According to an expert in the film, only a few of those items can be turned into recycled materials. The rest gets dumped in landfills or ends up in our oceans, where over six million pieces of liter end up in just one day.
“There’s more plastic than plankton,” a fisherman joked in the film.
These plastic debris are affecting over 260 marine animal species; the fish eat the particles and take in chemicals then we catch and eat these fish, unintentionally putting those same harmful chemicals into our own bodies.
As stated in the film, there are approximately 100,000 marine animals dying each year because of the filth surrounding their habitats.
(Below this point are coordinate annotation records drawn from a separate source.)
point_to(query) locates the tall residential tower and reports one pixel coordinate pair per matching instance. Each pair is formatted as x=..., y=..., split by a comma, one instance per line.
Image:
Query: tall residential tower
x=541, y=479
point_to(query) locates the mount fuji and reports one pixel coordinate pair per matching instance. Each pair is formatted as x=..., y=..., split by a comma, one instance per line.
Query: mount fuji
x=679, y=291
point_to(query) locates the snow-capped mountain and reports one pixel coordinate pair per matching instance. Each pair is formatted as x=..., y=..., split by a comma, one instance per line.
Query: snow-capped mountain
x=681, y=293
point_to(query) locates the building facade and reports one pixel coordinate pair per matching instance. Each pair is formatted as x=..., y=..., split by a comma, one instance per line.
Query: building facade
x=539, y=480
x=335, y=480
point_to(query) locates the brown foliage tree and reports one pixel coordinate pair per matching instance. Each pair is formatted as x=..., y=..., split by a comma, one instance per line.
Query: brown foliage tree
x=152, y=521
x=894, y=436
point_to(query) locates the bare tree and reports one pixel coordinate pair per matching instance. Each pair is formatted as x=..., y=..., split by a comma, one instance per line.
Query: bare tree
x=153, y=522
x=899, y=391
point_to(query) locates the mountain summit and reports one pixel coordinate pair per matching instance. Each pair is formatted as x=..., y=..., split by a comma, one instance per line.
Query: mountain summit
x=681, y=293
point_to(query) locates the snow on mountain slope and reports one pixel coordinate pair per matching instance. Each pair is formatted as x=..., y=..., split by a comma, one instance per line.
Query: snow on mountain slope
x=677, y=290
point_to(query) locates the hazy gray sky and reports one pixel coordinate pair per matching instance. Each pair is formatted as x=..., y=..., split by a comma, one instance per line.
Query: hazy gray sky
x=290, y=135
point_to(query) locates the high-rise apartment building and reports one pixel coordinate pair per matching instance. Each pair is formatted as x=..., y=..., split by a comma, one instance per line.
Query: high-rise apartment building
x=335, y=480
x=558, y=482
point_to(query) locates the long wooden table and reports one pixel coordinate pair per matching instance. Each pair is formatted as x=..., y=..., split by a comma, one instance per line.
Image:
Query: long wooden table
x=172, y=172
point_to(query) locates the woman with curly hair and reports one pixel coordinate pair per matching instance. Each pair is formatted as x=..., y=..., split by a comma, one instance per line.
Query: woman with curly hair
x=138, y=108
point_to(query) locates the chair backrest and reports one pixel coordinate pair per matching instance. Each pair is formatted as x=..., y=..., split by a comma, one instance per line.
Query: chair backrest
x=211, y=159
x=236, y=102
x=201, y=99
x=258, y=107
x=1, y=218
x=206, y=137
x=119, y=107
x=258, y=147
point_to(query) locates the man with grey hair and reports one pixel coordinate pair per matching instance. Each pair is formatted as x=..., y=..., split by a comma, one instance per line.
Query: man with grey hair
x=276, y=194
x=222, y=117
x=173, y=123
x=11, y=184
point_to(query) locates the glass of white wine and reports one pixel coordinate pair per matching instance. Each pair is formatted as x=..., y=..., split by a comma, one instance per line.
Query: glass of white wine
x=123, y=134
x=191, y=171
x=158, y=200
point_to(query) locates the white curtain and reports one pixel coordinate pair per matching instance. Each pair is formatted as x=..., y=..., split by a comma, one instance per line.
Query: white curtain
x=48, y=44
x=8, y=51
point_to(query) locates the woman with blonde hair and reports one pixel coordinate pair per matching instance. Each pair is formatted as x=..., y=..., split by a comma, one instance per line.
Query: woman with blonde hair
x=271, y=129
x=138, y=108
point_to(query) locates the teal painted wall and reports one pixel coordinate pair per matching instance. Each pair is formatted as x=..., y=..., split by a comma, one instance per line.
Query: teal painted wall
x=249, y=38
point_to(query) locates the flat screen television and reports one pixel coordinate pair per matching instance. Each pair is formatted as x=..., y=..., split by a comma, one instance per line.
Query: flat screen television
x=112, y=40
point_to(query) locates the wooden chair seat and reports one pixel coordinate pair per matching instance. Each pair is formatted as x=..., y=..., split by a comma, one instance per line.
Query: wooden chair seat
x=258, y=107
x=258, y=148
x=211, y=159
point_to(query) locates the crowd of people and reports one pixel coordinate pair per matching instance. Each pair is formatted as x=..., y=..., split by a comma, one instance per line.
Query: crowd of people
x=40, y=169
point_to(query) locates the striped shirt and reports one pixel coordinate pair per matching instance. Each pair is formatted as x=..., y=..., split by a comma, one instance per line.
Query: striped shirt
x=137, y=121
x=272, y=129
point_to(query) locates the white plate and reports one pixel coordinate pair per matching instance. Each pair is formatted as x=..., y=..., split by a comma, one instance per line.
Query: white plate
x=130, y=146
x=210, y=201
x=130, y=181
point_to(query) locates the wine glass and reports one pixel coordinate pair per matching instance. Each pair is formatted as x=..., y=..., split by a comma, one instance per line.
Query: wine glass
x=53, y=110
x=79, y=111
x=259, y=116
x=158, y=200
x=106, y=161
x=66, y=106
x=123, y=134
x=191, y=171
“Think of it like this,” said a San Diego Surfrider representative in the film, “each morning, your breakfast is a bowl of half cereal and half plastic balls.”
One has to wonder where it all stops—what will the world be like for our children?
“Never doubt that a small group of thoughtful, committed citizens can change the world,” said Maragaret Mead, U.S. anthropologist. “Indeed, it is the only that ever has.”
As college students, there are a lot of ways to help the environment, and most of them are probably simpler than you think.
First, cut back on single-use plastic bags—buy the ones in the grocery store that are re-usable or simply refuse one if you barely have any items.
Second, don’t drink bottled water—buy your own jug or aluminum bottle and constantly re-fill it; you’d be surprised at the number of chemicals that go in to making a simple plastic water bottle that are actually harmful.
And third, know that you don’t need to buy everything you see—stuff builds up after a while and all that space is something you can’t afford to have less of.
“Think about how your grandparents lived,” said Jeb Berrier, star of the film, “they lived their lives with a lot less plastic and they were just as happy.”
We may not be able to completely reverse the effects we’ve caused on the planet already, but that doesn’t mean that we can’t do our best to help more from happening.